The economic advisor to the Prime Minister, Mazhar Muhammad Saleh, confirmed that the Iraqi government is following a disciplined financial policy that relies on sound management of the deficit and rationalization of public spending, which has strengthened the confidence of the private sector and reduced the level of uncertainty that was one of the most prominent obstacles to local investment.
Saleh told Al-Furat News that: “The impact of fiscal policy on the volume of local investments varies according to the nature of the sectors. While the energy sectors, especially oil, gas and renewable energies, have the largest share of investment flows due to their attractiveness and profitability, recent years have witnessed a clear shift towards investment in the construction and pharmaceutical industries, as local and foreign investors have begun to pay attention to the growing opportunities in these sectors.”

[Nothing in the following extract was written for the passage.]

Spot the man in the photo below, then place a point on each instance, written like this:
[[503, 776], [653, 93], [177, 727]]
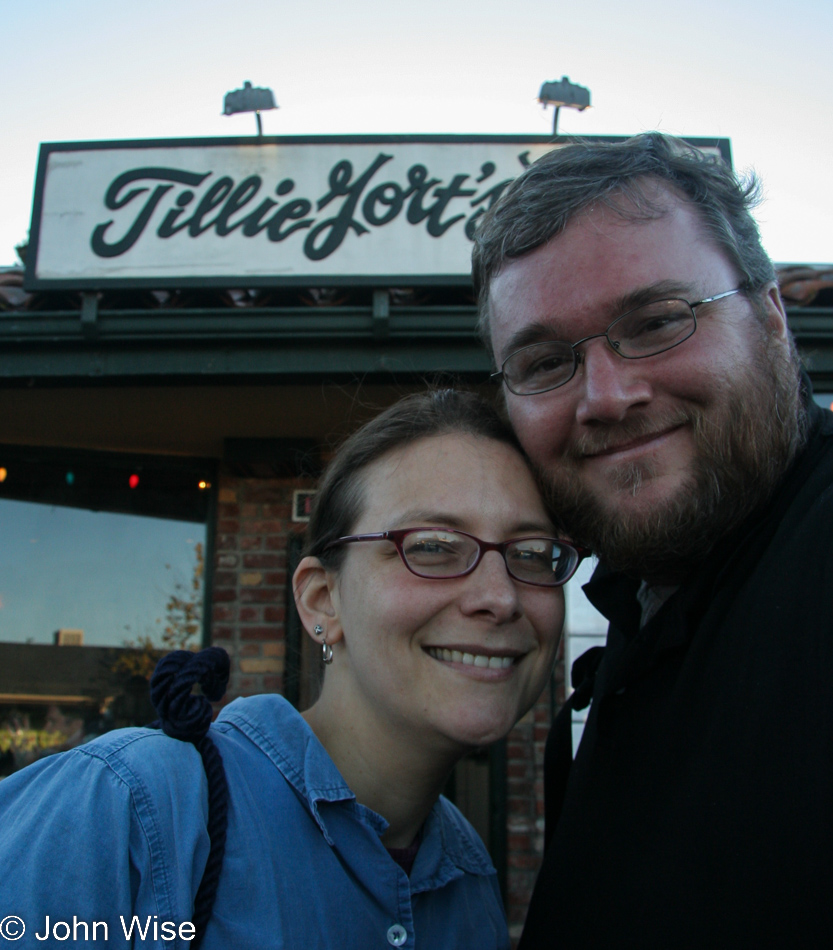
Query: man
[[647, 368]]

He added, "The impact of fiscal policy is varied; it is positive for large investment projects through relative financial stability, but it is more influential and effective with regard to small and medium-sized enterprises, as a joint incentive and financing approach has been adopted between fiscal and monetary policy."
Saleh pointed out that "the most prominent tools of this approach is the establishment of Riyada Bank as a mixed bank specializing in financing small and medium projects with the aim of mobilizing nearly sixty percent of the unemployed workforce through long-term, easy loans, as it is being established with the contribution of private Iraqi banks and with the direct supervision and support of the Central Bank."
He continued, "In addition to cooperation with specialized international organizations, this was accompanied by extensive initiatives to provide loans to young people and support individual and group projects under the direct supervision of the Prime Minister within the Youth Initiative."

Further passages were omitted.